Volume > Issue > Second Coming

Second Coming

HARVARD DIARY

By Robert Coles | November 1984

I have recently been reading, once again, a novel published in 1978. The novel’s title is Suttree, its author Cormac McCarthy. At the begin­ning of this fourth, longest, and most ambitious of McCarthy’s stories the reader receives a brief, grim notice. We are to visit an “encampment of the damned,” McCarthy tells us. Suttree, like all of his previous novels, is set in Knoxville, Tennessee, and points nearby. The city is abandoned, decaying. And not only this one city. “A curtain is rising on the Western World,” we are told. Even those who comprise “the audience” are sitting “webbed in dust.” As for the man who is about to give us a story, “within the gutted sockets of the interlocu­tor’s skull a spider sleeps and the jointed ruins of the hanged fool dangle from the flies, bone pendu­lum in motley.” The world as we know it is inhab­ited by “four-footed shapes.” In this world, only “ruder forms survive.”

With that spiritual diagnosis (or prognosis) in mind, we are taken to a Knoxville that turns out to be a living hell — a place where the “righteous” live on one kind of turf, and the lowly, the aber­rant, the mad, and the derelict make do as best they can in their own precincts. The novel is meant to be a description of one person’s time on earth. But the introductory letter informs us that some­thing considerably larger is being constructed — an account, perhaps, of what might happen when the moment of Armageddon arrives.
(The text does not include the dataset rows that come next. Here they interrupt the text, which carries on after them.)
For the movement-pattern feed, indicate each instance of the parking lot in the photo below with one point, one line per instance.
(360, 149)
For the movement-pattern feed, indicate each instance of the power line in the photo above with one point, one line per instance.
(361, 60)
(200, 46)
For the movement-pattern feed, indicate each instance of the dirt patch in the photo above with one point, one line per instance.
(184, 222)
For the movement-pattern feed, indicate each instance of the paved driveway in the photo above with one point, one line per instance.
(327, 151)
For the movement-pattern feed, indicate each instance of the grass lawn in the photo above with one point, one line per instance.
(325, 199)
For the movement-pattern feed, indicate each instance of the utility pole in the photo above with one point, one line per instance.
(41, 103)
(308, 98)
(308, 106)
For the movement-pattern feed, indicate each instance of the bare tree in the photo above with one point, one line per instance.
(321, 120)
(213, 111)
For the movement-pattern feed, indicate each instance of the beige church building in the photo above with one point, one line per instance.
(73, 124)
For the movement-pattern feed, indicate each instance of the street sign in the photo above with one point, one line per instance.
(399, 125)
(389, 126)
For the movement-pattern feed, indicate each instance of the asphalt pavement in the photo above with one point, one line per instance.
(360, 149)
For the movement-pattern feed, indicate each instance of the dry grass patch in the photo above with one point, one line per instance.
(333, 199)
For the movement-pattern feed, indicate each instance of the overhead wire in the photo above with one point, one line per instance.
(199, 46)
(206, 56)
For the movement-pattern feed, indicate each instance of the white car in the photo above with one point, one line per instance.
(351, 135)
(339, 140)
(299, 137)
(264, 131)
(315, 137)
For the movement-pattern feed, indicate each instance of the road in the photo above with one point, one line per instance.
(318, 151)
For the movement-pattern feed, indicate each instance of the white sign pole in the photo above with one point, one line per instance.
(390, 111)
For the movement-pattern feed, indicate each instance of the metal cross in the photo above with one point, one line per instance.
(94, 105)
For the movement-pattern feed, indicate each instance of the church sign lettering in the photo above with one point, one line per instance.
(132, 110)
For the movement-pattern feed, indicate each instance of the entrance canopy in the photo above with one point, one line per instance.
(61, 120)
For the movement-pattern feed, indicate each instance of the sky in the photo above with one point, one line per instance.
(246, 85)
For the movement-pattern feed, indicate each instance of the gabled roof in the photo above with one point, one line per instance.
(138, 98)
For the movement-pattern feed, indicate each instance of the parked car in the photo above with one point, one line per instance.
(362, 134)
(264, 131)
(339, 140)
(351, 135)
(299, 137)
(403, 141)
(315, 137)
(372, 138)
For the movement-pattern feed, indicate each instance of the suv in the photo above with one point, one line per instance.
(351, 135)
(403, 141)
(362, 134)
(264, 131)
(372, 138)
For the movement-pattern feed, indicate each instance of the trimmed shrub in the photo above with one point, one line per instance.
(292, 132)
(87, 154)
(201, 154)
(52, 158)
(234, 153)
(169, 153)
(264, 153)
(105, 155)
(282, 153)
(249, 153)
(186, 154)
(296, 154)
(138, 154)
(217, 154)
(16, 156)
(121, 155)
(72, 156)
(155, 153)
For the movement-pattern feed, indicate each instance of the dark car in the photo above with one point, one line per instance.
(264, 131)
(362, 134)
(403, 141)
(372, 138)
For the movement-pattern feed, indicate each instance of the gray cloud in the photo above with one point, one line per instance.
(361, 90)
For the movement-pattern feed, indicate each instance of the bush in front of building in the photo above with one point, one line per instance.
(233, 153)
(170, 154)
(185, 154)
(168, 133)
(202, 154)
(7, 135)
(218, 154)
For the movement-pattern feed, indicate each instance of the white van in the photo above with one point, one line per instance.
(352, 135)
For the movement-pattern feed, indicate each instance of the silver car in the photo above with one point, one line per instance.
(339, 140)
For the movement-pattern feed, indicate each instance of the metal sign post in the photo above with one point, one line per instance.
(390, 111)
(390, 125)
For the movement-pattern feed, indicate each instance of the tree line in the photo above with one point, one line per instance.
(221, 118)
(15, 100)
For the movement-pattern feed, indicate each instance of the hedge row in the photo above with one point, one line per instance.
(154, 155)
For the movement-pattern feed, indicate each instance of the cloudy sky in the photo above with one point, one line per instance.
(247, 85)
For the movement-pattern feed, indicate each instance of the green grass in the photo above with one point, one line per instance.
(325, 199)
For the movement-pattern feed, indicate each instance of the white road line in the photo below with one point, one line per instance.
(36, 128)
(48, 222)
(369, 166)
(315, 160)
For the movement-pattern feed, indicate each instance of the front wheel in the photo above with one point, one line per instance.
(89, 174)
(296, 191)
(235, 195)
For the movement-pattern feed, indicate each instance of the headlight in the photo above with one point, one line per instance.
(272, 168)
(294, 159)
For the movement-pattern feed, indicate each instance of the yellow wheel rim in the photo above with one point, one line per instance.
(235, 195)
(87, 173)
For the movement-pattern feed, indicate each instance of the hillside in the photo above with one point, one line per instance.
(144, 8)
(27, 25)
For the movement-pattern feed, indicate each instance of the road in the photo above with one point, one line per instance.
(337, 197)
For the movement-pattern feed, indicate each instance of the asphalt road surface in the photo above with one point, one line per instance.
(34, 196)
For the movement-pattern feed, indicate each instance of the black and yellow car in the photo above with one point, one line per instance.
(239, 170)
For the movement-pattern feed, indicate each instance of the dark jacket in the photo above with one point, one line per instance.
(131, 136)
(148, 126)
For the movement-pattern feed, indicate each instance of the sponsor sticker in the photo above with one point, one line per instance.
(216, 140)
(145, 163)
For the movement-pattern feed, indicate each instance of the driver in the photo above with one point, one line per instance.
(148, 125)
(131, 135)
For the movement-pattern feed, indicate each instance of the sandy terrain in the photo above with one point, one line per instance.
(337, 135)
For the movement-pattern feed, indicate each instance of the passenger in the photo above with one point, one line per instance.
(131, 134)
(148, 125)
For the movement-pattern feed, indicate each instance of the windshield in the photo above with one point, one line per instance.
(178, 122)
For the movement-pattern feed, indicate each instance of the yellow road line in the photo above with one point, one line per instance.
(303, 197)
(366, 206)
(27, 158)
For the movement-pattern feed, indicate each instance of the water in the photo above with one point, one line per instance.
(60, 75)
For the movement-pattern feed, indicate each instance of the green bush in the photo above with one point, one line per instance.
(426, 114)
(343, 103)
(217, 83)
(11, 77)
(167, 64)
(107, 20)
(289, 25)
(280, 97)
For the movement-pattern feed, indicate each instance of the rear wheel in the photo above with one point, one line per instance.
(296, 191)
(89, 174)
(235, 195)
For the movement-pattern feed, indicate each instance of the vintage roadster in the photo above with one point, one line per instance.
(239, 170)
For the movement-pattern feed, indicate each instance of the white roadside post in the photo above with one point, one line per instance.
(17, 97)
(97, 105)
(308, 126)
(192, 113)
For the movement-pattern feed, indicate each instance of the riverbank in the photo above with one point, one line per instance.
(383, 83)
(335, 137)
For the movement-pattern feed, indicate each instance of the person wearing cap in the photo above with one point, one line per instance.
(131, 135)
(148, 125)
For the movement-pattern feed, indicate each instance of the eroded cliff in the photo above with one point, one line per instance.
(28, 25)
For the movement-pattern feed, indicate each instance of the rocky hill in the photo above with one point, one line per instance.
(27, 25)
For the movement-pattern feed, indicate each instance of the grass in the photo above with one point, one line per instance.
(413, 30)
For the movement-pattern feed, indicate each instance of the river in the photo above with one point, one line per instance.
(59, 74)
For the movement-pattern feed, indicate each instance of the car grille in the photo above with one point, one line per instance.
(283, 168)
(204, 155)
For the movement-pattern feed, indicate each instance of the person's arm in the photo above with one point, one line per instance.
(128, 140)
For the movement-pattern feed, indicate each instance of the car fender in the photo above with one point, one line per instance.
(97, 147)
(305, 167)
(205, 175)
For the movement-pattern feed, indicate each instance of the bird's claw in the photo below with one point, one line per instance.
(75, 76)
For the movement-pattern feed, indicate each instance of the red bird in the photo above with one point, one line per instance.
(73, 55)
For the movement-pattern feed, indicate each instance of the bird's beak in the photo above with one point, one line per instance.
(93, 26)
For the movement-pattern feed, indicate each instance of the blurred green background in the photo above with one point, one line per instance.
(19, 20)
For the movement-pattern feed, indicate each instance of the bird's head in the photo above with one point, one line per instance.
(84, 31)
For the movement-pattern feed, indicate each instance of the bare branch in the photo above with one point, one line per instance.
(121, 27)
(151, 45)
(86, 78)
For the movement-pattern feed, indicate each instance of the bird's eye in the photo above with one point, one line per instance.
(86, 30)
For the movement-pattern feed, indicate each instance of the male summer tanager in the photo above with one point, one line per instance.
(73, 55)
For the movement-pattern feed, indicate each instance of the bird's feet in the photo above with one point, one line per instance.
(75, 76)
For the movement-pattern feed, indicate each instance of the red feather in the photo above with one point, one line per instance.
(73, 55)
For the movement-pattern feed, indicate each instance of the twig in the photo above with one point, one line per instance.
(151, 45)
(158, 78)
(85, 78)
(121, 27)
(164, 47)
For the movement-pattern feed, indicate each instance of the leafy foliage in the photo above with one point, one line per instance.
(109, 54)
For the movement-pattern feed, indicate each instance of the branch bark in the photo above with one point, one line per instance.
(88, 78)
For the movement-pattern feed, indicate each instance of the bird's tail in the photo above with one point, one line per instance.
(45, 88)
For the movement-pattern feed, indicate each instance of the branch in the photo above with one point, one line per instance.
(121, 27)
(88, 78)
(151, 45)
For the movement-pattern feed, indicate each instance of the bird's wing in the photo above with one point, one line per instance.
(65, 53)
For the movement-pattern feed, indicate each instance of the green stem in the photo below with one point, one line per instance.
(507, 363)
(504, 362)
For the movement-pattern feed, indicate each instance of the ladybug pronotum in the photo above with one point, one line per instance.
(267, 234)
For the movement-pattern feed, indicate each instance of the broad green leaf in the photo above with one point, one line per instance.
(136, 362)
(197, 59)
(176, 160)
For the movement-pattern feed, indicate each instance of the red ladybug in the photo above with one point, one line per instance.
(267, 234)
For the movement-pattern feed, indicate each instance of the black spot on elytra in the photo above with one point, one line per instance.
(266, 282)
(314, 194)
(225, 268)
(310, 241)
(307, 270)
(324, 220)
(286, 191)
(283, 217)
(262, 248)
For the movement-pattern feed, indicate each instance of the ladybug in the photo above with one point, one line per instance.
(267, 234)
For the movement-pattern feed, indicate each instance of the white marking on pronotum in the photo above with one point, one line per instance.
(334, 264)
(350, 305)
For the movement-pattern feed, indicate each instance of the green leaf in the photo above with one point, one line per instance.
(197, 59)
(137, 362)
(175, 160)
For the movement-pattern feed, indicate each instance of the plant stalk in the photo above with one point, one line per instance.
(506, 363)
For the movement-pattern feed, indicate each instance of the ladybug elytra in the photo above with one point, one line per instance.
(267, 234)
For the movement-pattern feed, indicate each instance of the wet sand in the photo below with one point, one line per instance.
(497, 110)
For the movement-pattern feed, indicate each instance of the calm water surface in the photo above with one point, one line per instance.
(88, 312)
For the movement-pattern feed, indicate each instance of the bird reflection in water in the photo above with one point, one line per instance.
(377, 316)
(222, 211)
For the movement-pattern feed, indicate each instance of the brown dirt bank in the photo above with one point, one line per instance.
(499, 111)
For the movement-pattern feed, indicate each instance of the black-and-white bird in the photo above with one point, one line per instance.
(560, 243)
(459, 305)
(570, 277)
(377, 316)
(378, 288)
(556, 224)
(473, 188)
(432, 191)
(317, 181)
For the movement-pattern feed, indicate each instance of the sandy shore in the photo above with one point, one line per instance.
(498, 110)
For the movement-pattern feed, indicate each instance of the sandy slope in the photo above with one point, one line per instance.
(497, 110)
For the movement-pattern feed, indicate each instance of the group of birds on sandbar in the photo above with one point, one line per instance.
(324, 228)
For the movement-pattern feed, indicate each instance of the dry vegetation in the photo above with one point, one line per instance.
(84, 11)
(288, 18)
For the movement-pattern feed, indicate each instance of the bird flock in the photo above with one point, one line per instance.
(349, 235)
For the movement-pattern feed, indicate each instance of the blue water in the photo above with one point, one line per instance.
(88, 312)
The story proper begins with a man soon identified as “the fisherman” navigating his boat down a river — which is certainly the Tennessee, and by suggestion also the Styx. As Suttree oper­ates his skiff, he sees evidence everywhere of the decay of a so-called civilization — “gouts of sewage faintly working, gray clots of nameless waste.” The pilot is running his lines, intent on catching a fish or two. But the natural world is by no means promising: “The grimy river littoral lay warped and shimmering in the heat and there was no sound in all this lonely summer forenoon.” Soon the river offers not fish but a dead man — a suicide — brought to land by rescue workers. Suttree is nei­ther surprised nor alarmed. He continues gathering his catch — distributed, we soon learn, to the lost ones, the outcasts, the scorned and rebuked, the black and white people who live near the river in shacks or on the river in flimsy boats.

Who is this Suttree, and what are we to make of him? We are given some of his background, but the author has no great interest in understanding the psychology of his principal character. His full name, we eventually learn, is Cornelius Suttree. He is of an educated, influential background (on his father’s side) but has severed all connection with his family — including a young wife and their small son. Instead, he does his fishing and drinks a lot.